I regret scaring her. Truth is, she’s jumpy enough without me baring my teeth. What I can’t make sense of is what a woman like her’s doing tangled up with the Shermans. When she spoke of them, I got the feeling she don’t see herself as one of them, and I don’t blame her. Sweet thing like that never could belong in a nest of snakes.

Maybe she could use saving too.

I been riding alone too long, doing business my way with no soul beside me to question it. Saving her ain’t part of the plan—it’s a burden, truth told—but in my gut, I feel like it was meant to be.

It started with that star.

Saw it drop clean out the heavens a day, maybe two, before the Shermans come tearing into my camp. Last time I seen a falling star, I was a boy. Same night I stood over my old man’s body, blood warm at my feet. Learned my lesson then: world don’t hand you nothing. You take, or you die.

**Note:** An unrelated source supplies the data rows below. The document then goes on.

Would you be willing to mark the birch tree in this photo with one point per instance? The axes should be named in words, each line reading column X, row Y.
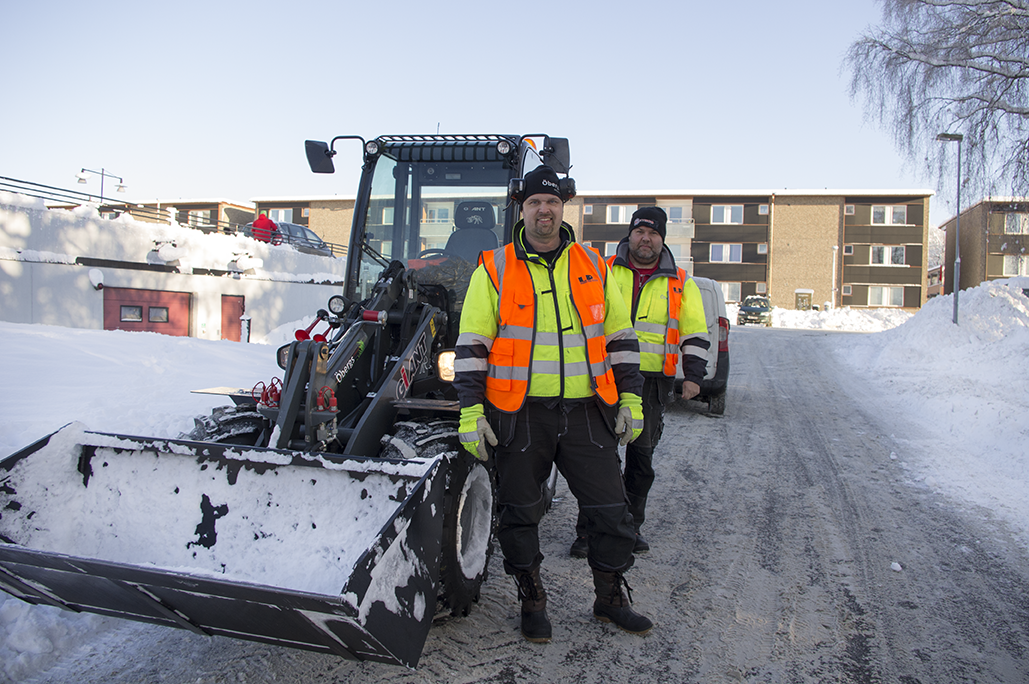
column 952, row 66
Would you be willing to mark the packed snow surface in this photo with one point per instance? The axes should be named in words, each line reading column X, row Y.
column 962, row 391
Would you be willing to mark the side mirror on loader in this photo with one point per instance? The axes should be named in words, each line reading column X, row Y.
column 319, row 156
column 557, row 155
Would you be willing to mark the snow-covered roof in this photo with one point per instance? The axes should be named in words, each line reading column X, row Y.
column 759, row 192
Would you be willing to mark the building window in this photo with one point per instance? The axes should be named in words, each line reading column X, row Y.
column 885, row 296
column 1016, row 264
column 199, row 217
column 676, row 214
column 725, row 253
column 435, row 213
column 889, row 214
column 619, row 213
column 132, row 314
column 1016, row 224
column 731, row 291
column 281, row 215
column 888, row 255
column 726, row 213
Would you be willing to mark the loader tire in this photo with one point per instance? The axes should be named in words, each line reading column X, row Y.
column 469, row 517
column 469, row 508
column 229, row 425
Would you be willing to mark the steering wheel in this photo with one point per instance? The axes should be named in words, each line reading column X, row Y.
column 431, row 252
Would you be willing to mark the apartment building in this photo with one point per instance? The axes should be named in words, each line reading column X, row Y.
column 994, row 237
column 801, row 248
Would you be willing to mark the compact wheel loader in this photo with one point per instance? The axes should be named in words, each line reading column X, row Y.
column 331, row 509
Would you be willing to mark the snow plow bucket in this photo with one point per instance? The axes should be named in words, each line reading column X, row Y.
column 339, row 555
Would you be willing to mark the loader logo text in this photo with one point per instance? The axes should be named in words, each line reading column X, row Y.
column 411, row 367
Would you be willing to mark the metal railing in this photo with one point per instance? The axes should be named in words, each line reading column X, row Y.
column 57, row 197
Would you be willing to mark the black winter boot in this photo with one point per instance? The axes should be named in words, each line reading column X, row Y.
column 612, row 604
column 535, row 625
column 580, row 547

And yet, here I am, thinking on signs like some stargazing dandy with his tarot cards and tea leaves. Maybe I’ve gone soft. Maybe I’m losing my damn mind. But something in this chain of events, something in Alice herself, keeps whispering there’s a piece of work laid out for me.

I just don’t yet know what it is.

Chapter 6

ALICE

The quiet plea behind Arch’s eyes looms.

The supper I prepared—cold ham and succotash—lies untouched on my plate while Joseph’s silver knife and fork go busily to work. We sit at the long, gleaming table in our private dining room. The air is thick with summer heat, and yet, my skin crawls.

Joseph didn’t bring Arch here to protect him. He never does anything without expecting his due in return. This is madness, and to sit idle makes me no better. No less guilty. But what can I do?